When trouble is developing, we use "trouble is brewing" but when someone is in trouble, someone is in "hot water" or "in the soup."

"If this doesn't work, you're going to be in (hot water/in the soup) with the SEC"

Is there an equivalent translation for this expression that involves boiling/brewing/soup in particular?

Thanks in advance.


----------



## ilocas2

In Czech there is _být v bryndě_ and it means to be in trouble

*brynda* is a derogatory word for a liquid, an ugly liquid, a liquid with bad taste, it can be used for a soup


----------



## rusita preciosa

In Russian we have an expression:
попасть в заварушку - get into a little "cook-up"


----------



## Karton Realista

In Poland we say "*Wpaść jak śliwka w kompot*" (to fall into like a plume into compote) - to get in trouble.


----------



## ThomasK

I am late, but I noticed that in Dutch we have quite some expressions with a "we are in + [mashed food, from soup to jumbled ... ]" structure: _*we zitten in de rats [ratatouille]/ puree/ prak [mashed food].*_ It could even become more vulgar in English or French (sh..., m....), though that food is no longer cooked.

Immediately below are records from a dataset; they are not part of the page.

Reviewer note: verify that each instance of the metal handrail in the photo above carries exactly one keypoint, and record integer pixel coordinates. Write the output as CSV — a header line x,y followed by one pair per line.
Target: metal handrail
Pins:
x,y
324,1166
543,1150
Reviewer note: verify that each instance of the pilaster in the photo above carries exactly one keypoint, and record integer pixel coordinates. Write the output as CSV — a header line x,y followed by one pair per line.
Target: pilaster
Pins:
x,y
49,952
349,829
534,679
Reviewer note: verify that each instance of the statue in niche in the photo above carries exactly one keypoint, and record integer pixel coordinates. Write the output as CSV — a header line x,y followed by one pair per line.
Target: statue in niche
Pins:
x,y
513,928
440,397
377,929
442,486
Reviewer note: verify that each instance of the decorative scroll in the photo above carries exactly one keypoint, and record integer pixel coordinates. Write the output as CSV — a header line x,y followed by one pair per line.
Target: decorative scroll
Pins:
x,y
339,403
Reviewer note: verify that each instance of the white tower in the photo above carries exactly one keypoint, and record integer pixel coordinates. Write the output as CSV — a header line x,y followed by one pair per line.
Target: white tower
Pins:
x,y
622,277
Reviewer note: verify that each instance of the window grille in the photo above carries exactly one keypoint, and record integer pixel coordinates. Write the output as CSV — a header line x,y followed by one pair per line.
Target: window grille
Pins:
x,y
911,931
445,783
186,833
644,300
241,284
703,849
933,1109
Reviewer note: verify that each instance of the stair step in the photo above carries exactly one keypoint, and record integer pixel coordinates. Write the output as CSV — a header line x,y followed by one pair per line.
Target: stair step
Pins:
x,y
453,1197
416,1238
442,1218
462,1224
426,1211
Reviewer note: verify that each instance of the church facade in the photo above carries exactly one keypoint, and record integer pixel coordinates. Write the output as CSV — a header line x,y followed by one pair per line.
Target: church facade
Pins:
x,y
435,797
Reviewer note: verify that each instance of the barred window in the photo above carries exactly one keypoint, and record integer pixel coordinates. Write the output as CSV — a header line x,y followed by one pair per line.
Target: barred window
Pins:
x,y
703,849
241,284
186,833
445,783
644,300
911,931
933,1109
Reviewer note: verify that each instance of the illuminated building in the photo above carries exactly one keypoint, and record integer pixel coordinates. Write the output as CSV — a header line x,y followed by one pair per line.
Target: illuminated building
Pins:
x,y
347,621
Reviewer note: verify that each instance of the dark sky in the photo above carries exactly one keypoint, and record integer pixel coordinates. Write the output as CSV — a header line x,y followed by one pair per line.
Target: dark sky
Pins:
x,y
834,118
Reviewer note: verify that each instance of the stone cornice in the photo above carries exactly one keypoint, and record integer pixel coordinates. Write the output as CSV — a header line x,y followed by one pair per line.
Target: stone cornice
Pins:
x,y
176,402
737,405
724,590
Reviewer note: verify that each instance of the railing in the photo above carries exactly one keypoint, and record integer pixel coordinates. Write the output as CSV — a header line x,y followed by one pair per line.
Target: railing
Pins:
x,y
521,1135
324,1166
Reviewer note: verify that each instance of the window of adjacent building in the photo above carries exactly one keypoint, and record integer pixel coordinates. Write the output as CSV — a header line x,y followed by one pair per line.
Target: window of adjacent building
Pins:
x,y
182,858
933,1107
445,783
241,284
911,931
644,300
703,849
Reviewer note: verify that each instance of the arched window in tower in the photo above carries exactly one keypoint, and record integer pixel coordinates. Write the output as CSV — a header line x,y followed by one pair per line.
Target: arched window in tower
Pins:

There must be more languages where you have this phenomenon!


----------



## bibax

ilocas2 said:


> In Czech there is _být v bryndě_ and it means to be in trouble ...


Also

být v "pěkné" kaši = to be in "nice" mash/purée/porridge (= Brei in German; in der Patsche sitzen);
být v rejži = to be in the rice;
být v troubě = to be in the oven;
být v loji = to be in the tallow;

And we knead dough for troubles.

Je zaděláno na problém. = It [dough] has been kneaded for a problem.
Zaděláváš si na problémy. = You are kneading [dough] for troubles.

zavařit (si) pěknou kaši (Russ. завари́ть ка́шу) = to cook up "nice" mash/purée (to oneself);


----------



## ilocas2

Yes, but the OP was about soup.


----------



## ThomasK

Quite true, but I think some soups look like stew, broth, etc.!


----------



## Grzmi

In Polish:
_
nawarzyć piwa_ (to brew [a lot of] beer) or _narobić bigosu _(to make [a lot of] sauerkraut, cabbage and meat stew)_ = _to mess things up


----------



## ibogi

In Serbian, idiomatic way to say this is "Sprema se nevolja/Sprema se nešto" - Trouble is getting ready/Something is getting ready

There is also an expression "Nešto se kuva"Something is cooking . For example, if you and your colleagues were at work, and there is a heavy meeting at the director's office. You expect some important news, then you would say to one another to describe the sitiuation "Nešto se kuva". You don't say "Nevolja se kuva" (sounds strange)


----------